Good rules of thumb for when to use matrix multiplication, sum(), or for loop in Matlab?

I'm trying to develop general heuristics for translating equations to code. This particular question addresses how to implement an equation with a summation function into Matlab.

An example of using sum() vs. matrix multiplication:

I implemented this equation, and thought I needed to use a sum() function:

equation1

J = 1/(2*m) * sum( (X*theta - y).^2 );

Then I implemented this similar equation, without needing to use a sum() function!

equation2

theta = theta - (alpha/m) * ((X*theta - y)'*X)';

Where:

X: 100x2 (training input plus a 'ones' vector)
y: 100x1 (training output) 
theta:  2x1 (parameters)
m: 100 (length of y)
alpha: 0.01 (learning rate)

What are the principles for when Matlab's matrix multiplication "handles" the summation?

Thanks!

Solution

Always use matrix multiplication or anything dealing with matrices or vectors in a linear algebra context. Specifically, if you can compute whatever you need to compute using linear algebra (a combination of addition, subtraction, multiplication, etc. on matrices), then do it. The reason why MATLAB was created was to perform operations using linear algebra as fast as possible. Using sum would certainly be slower. For example, look at this post: fast matrix multiplication in Matlab

This post also provides insight: Matlab matrix multiplication speed. MATLAB also performs this multi-threaded and is heavily optimized for multiple cores.

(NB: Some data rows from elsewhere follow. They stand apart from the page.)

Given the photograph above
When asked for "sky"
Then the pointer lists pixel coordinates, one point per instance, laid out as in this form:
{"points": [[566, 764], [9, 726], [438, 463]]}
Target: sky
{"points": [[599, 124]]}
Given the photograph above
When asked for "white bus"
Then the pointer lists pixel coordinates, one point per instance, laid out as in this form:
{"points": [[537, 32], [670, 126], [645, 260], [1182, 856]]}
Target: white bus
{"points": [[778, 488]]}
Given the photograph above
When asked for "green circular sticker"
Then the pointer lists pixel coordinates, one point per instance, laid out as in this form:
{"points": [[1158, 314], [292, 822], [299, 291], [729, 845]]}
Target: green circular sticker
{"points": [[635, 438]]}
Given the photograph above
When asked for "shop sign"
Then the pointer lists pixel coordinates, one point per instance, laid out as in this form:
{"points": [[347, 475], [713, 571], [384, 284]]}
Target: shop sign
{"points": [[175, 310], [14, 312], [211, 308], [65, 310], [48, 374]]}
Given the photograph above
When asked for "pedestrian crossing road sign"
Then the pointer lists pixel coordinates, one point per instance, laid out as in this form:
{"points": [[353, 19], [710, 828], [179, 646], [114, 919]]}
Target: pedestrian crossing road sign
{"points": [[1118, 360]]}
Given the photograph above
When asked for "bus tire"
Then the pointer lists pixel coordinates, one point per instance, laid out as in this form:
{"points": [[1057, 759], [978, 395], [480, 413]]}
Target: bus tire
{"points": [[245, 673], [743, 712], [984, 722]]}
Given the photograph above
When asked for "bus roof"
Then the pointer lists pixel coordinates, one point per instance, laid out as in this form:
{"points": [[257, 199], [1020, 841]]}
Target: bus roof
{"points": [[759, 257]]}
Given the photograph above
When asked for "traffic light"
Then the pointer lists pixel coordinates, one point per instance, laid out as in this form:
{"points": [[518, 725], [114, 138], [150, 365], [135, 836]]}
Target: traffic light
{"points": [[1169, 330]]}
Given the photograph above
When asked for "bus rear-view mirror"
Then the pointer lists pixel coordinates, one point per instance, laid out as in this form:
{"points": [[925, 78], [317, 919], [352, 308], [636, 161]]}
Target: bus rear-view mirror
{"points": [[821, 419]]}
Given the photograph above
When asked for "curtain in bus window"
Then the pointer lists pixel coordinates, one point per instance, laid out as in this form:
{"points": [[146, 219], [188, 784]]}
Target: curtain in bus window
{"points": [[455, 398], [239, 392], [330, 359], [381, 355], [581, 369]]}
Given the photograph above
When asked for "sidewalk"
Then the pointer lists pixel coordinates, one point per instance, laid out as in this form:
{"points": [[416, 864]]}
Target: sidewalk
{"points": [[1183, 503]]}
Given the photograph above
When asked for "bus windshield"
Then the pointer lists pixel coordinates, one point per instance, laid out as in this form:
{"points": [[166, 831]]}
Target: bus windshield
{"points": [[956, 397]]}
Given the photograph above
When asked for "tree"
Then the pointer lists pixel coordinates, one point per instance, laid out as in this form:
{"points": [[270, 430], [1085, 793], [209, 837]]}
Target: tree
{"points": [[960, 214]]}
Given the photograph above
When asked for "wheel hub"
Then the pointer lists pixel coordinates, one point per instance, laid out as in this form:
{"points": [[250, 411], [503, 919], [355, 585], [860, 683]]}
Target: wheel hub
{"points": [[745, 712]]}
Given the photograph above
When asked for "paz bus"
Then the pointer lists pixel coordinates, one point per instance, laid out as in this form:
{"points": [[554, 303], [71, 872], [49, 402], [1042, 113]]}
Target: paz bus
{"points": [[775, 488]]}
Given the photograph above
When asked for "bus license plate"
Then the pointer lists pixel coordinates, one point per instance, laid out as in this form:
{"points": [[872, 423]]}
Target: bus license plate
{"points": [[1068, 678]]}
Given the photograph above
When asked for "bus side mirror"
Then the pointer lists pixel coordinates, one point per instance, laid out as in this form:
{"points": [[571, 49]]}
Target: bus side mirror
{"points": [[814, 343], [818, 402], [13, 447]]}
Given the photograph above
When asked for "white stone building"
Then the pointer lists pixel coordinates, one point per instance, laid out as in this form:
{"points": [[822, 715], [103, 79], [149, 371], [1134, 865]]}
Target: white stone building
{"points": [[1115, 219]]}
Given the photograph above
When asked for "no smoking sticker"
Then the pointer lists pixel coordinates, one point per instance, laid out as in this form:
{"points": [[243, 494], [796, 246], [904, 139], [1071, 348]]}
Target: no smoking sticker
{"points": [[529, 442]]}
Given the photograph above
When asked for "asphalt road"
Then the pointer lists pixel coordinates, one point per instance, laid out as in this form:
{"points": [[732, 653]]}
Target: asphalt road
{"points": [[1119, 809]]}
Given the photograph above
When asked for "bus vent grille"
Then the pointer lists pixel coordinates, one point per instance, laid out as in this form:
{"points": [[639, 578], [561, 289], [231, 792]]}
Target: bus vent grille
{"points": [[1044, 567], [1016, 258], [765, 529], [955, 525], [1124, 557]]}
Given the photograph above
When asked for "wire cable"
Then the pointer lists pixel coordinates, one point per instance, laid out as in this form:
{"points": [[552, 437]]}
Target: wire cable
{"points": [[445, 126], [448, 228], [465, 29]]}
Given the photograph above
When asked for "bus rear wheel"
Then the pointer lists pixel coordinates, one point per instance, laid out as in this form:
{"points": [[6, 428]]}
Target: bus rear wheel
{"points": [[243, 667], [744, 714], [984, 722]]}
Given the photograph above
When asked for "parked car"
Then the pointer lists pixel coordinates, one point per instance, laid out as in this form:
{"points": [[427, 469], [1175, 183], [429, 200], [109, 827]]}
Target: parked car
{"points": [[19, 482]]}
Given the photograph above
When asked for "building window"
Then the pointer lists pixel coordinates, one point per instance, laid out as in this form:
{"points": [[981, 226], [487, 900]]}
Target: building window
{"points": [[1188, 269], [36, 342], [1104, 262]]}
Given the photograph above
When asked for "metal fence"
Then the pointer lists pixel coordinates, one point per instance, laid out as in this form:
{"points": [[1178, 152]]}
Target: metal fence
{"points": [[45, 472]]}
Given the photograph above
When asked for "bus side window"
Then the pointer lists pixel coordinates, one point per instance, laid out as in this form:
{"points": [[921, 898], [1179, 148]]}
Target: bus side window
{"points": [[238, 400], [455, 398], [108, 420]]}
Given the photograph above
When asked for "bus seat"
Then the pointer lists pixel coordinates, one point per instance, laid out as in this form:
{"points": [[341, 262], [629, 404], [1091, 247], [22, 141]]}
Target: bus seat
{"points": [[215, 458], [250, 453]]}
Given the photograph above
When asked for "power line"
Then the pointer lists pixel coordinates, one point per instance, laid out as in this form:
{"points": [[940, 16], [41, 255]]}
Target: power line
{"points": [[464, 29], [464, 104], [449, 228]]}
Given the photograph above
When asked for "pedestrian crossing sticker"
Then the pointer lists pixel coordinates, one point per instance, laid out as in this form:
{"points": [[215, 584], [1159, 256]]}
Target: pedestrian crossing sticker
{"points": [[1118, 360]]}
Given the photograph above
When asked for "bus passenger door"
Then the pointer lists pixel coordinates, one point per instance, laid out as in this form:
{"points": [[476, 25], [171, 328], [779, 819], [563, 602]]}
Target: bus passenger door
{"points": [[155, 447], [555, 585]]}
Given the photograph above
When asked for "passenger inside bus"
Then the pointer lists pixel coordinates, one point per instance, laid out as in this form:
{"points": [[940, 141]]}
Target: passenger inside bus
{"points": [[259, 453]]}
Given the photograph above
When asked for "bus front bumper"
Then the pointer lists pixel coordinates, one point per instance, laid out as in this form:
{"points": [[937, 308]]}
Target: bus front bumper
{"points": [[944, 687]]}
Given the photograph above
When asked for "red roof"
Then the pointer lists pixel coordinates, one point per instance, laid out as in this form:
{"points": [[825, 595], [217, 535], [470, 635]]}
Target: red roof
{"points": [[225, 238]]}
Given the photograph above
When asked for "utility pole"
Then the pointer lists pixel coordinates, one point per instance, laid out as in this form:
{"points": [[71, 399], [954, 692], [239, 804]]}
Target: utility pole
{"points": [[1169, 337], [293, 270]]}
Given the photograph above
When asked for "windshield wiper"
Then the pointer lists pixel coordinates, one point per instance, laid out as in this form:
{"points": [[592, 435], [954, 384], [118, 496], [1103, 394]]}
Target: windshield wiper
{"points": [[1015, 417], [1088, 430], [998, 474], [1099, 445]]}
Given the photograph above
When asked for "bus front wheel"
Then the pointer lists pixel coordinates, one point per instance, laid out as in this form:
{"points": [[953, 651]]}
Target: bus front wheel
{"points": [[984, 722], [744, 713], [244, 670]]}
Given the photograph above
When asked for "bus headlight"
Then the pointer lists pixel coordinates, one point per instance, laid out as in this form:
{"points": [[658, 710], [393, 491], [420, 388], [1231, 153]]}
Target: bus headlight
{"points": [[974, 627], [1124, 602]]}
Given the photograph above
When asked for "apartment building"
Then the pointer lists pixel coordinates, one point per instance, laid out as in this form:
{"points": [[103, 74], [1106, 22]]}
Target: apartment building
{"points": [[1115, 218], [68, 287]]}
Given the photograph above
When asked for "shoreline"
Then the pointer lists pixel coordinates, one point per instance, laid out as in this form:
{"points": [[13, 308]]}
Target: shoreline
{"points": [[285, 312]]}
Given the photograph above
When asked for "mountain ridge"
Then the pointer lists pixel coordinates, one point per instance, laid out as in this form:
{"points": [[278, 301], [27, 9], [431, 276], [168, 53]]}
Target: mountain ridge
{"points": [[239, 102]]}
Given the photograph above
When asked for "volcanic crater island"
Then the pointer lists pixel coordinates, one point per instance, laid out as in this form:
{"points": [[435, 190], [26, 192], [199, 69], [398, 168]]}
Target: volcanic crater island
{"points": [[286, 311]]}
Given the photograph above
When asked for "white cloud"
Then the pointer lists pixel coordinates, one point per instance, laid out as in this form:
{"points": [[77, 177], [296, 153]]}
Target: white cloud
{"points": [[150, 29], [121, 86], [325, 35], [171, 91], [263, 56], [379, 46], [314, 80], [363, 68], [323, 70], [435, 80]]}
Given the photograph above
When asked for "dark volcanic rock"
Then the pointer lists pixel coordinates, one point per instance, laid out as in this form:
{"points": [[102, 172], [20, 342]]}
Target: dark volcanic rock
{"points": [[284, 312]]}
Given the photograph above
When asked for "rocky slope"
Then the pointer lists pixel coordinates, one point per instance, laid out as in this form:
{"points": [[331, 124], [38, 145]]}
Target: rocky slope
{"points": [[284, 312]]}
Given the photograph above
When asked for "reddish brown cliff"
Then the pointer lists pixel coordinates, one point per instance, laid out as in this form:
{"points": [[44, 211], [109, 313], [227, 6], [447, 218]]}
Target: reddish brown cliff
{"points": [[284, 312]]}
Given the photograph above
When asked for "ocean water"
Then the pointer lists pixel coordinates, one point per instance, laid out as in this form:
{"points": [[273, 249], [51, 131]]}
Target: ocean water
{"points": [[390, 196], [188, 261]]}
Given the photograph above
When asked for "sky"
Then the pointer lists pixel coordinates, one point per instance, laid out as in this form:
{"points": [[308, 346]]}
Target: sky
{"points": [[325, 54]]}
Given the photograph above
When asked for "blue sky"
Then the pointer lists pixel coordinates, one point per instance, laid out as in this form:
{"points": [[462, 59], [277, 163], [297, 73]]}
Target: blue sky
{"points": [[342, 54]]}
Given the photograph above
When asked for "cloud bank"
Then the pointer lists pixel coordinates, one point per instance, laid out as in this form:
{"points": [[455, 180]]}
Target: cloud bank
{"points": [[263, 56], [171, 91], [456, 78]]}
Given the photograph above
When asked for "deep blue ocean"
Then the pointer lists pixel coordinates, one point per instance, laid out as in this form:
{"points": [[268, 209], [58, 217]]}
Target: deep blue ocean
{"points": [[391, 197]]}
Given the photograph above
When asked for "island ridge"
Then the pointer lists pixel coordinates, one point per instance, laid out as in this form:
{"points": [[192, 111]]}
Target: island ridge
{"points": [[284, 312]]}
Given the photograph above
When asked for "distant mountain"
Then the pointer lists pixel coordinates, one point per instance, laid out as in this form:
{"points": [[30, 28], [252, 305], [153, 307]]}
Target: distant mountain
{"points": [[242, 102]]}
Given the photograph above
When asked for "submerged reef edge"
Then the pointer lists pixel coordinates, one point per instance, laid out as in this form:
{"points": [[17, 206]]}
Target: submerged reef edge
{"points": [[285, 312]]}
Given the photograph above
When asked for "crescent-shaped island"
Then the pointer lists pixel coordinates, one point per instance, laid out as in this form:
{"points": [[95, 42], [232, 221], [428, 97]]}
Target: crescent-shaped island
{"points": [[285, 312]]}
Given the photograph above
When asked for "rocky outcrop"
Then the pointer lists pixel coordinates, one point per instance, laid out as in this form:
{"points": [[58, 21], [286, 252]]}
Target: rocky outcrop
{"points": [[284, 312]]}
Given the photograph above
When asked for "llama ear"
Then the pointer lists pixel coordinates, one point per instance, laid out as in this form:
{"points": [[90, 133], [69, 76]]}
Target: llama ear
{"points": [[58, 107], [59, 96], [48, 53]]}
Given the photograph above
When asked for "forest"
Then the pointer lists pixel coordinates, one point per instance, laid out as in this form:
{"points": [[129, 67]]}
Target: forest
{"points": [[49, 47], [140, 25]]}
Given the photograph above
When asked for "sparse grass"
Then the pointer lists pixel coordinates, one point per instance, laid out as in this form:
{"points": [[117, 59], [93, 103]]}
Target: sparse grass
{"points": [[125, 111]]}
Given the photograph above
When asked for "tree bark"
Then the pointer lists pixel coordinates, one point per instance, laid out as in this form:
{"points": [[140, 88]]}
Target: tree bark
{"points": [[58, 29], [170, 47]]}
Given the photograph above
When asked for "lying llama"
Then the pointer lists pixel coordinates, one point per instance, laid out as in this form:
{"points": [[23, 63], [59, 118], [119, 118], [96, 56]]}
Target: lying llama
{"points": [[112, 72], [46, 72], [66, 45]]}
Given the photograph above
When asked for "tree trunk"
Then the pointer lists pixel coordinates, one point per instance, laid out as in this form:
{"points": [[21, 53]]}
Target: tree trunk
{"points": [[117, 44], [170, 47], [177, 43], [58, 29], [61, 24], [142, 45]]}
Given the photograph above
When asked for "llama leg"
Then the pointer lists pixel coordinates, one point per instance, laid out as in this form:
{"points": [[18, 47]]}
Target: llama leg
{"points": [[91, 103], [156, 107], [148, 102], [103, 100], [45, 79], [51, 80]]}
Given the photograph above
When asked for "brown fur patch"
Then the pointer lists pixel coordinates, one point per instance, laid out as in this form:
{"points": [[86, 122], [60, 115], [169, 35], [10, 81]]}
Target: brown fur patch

If you want a test, let's tackle the easier case (equation 1) where we can see that you can use either sum or matrix multiplication to calculate this quantity. You can compute J also using matrix multiplication with:

d = X*theta - y;
J = 1/(2*m)*(d.'*d);

The above uses the definition of the dot product to compute the sum of squared differences, which can be computed using matrix multiplication where X*theta - y is considered as a m x 1 matrix. With the above, what you are computing specifically is the cost function for linear regression that is to be minimized via gradient descent. Let's create a rather large parameter vector for theta to be 100 x 1, and a data matrix to be 10000000 x 100 where we have 10 million data points by 100 parameters. I have a lot of RAM on my machine so you may not be able to run this test. I'll also initialize these all to random numbers and set a seed to ensure reproducibility. Let's use timeit and see how long these both will take. This is a test function that I wrote:

function test_grad

rng(123);
theta = rand(100,1);
X = rand(1e7, 100);
y = rand(1e7, 1);
m = size(X, 1);

    function test1
    out = 1/(2*m) * sum( (X*theta - y).^2 );
    end

    function test2
    d = X*theta - y;
    out = 1/(2*m)*(d.'*d);
    end

t1 = timeit(@test1);
t2 = timeit(@test2);
fprintf('The timing for sum: %f seconds\n', t1);
fprintf('The timing for matrix multiplication: %f seconds\n', t2);
end

When you run this function in MATLAB, it does extensive tests between using sum and using matrix multiplication.

This is what I get when I run this function. I have 16 GB of RAM on a MacBook Pro with an i7 Intel Core 2.3 GHz CPU:

>> test_grad
The timing for sum: 0.594337 seconds
The timing for matrix multiplication: 0.393643 seconds

As you can see, matrix multiplication (at least on my machine) has a 0.2 second difference on average for each run with timeit.

tl;dr: If you can use matrix multiplication, do it. It's the fastest you'll ever be able to get your code running.